Assuming each home averaged $150,000 in value, I would control a cash flowing beast worth $1,500,000. Almost all the income would be tax free due to tax deductible interest, maintenance, management fees and depreciation. Worse case, I would cash flow at $2500 per month tax free. That’s like earning $3,333/mo in a day job.
I’m a landlord and love real estate-ka-boom!
If you are an experienced investor, you are better off buying an apartment building. Same principle with higher returns and easier mangement. That’s been my focus over the last few years after buying my first 10 homes.
Dave Ramsey is great at getting you out of debt. The problem is he doesn’t show you how to invest or increase your income. His claim of 12% returns is dangerous and lulls people into thinking they can save less to retire on more. 8% withdrawal in retirement is nuts and will force you to spend down retirement assets in no time flat.
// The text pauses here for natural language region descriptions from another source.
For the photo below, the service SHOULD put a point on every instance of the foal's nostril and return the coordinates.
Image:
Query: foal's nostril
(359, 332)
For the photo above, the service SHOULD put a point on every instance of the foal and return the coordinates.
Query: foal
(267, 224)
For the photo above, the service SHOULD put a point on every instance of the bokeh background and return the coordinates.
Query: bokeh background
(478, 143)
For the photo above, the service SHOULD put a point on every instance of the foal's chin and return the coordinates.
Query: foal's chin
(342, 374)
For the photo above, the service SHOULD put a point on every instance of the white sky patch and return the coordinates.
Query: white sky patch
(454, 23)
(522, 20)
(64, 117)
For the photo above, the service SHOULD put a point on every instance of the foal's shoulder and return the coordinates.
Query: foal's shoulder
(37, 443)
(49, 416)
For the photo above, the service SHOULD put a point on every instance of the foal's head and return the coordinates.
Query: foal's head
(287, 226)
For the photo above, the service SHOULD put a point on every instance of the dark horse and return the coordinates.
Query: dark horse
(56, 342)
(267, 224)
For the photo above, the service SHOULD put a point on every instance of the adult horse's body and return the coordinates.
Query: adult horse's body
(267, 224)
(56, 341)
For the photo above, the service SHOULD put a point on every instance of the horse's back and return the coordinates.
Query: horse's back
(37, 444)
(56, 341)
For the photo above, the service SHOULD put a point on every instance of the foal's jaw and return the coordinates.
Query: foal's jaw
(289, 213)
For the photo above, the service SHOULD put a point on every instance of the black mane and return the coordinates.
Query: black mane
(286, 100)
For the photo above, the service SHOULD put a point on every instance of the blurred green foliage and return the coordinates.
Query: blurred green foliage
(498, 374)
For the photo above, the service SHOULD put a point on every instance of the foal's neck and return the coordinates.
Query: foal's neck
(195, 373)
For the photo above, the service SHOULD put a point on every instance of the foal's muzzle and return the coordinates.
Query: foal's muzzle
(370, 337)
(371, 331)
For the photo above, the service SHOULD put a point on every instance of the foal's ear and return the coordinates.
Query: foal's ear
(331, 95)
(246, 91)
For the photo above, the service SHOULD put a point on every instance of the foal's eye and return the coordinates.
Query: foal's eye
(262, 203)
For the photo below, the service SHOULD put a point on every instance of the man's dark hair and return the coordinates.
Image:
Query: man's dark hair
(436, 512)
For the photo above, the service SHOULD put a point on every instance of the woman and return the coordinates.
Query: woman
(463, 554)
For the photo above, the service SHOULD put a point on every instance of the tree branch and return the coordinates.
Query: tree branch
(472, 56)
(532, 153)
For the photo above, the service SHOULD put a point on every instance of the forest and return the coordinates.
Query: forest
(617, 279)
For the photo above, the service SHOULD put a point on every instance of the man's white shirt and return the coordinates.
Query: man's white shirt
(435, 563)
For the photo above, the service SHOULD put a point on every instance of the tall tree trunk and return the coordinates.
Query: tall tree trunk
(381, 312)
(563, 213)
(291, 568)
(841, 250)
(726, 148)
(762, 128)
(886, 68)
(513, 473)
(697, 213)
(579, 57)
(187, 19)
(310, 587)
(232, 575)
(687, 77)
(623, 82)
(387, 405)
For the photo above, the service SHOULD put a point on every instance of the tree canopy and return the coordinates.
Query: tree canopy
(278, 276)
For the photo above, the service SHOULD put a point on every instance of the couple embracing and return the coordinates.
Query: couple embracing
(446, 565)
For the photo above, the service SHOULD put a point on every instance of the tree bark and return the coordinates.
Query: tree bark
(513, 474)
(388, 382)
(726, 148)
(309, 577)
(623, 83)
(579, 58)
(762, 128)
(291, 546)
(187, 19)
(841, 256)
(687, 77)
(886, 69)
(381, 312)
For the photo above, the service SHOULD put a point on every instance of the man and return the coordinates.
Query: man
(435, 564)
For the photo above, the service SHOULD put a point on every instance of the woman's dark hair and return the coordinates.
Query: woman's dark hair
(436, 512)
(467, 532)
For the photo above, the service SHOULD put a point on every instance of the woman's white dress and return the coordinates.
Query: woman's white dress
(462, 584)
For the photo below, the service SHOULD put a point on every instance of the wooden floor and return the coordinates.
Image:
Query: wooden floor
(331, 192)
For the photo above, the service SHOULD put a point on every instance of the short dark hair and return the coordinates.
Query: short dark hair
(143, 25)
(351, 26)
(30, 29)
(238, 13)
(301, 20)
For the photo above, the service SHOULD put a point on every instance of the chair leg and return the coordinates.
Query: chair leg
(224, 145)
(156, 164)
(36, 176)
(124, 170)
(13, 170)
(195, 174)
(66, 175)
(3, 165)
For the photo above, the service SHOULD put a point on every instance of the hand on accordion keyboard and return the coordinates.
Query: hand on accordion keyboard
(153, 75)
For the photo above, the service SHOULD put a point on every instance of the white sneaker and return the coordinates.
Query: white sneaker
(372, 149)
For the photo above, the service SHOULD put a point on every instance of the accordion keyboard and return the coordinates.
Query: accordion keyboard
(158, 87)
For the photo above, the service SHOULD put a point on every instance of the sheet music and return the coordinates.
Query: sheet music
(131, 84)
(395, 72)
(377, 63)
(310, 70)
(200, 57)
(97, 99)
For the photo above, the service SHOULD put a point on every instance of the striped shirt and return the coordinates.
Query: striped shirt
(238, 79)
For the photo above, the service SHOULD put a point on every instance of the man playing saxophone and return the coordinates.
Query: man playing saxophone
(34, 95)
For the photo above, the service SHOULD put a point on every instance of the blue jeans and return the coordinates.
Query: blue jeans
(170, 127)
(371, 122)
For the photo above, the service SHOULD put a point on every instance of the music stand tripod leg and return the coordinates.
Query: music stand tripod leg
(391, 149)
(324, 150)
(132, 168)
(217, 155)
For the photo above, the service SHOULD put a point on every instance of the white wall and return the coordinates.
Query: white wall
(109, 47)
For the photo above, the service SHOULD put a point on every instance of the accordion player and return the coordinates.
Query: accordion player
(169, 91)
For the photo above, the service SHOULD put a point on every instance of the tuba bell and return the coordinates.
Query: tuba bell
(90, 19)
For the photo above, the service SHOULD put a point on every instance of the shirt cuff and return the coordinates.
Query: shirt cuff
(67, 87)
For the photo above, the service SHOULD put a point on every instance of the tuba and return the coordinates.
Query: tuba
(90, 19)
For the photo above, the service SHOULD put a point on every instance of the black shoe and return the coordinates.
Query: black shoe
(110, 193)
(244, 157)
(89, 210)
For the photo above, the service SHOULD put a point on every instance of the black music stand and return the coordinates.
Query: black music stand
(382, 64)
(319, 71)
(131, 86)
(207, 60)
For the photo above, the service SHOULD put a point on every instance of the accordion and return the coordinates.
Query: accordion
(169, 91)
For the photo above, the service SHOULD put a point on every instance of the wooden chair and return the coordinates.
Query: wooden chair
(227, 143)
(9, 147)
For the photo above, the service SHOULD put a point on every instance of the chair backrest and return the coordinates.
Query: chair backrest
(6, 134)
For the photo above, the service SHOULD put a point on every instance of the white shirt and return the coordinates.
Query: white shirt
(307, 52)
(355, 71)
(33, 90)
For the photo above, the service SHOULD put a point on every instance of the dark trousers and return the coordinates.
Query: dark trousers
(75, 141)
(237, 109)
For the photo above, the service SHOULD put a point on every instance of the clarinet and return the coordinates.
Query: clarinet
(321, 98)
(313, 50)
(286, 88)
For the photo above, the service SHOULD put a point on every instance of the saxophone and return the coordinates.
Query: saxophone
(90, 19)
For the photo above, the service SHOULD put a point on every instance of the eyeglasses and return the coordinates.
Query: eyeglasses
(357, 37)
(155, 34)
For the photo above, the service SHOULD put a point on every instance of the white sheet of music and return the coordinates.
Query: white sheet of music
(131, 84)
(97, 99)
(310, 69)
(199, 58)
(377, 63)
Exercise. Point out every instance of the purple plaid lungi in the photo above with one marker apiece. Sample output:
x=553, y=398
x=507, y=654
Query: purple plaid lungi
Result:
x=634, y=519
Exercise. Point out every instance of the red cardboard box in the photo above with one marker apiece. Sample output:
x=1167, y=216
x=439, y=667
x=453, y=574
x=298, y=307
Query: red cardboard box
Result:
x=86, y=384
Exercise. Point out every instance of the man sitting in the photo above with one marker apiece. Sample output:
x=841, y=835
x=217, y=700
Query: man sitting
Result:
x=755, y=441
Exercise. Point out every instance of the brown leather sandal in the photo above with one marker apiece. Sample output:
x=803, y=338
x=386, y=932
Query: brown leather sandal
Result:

Anyone who retired with a Dave Ramsey portfolio in the year 2000 at 8% withdrawals would be down to social security and living off their kids.
Good show. Like the banter!
J. Money
I admire y’all real estate lovers – makes my stomach hurt just thinking about it all!
Glad you’re enjoying the show, man 🙂
Steve Stewart
Hey Cory,
I would expect that kind of answer from a landlord! I’m being serious. I don’t expect everybody to be their own car mechanics or doctors but if you have worked on cars for 10 years then you can make a better decision when buying a car than someone who has never changed their own oil.
Someday I may get into real estate investing, but for now I have retirement and my daughter’s future to save for.
As for your note about Dave Ramsey’s advice “lulls people into thinking they can save less to retire on more”: If someone only saved $100 a month for 40 years then they would be following Dave Ramsey soundbites – not what he teaches. He advises 15% into retirement after being consumer debt free with an emergency fund. Then, when the house is paid off, save/invest even more money – not just $100.
It’s great to have you along. Be sure to check out Episode 18 when Paula answers more real estate investing questions!
Allen R.
Paula doesn’t know Ricky Bobby ( Talladega Nights), Bobby Boucher “Booshay” ( Water Boy), or Seinfeld!!! Lol and omg, too cute. Well at least you have some good binge worthy shows and movies to look forward to if you haven’t already. Go ahead and add Napolean Dynamite to the classics list too. This comment may be misplaced on this thread but it’s here somewhere I got a good chuckle. Thanks Paula.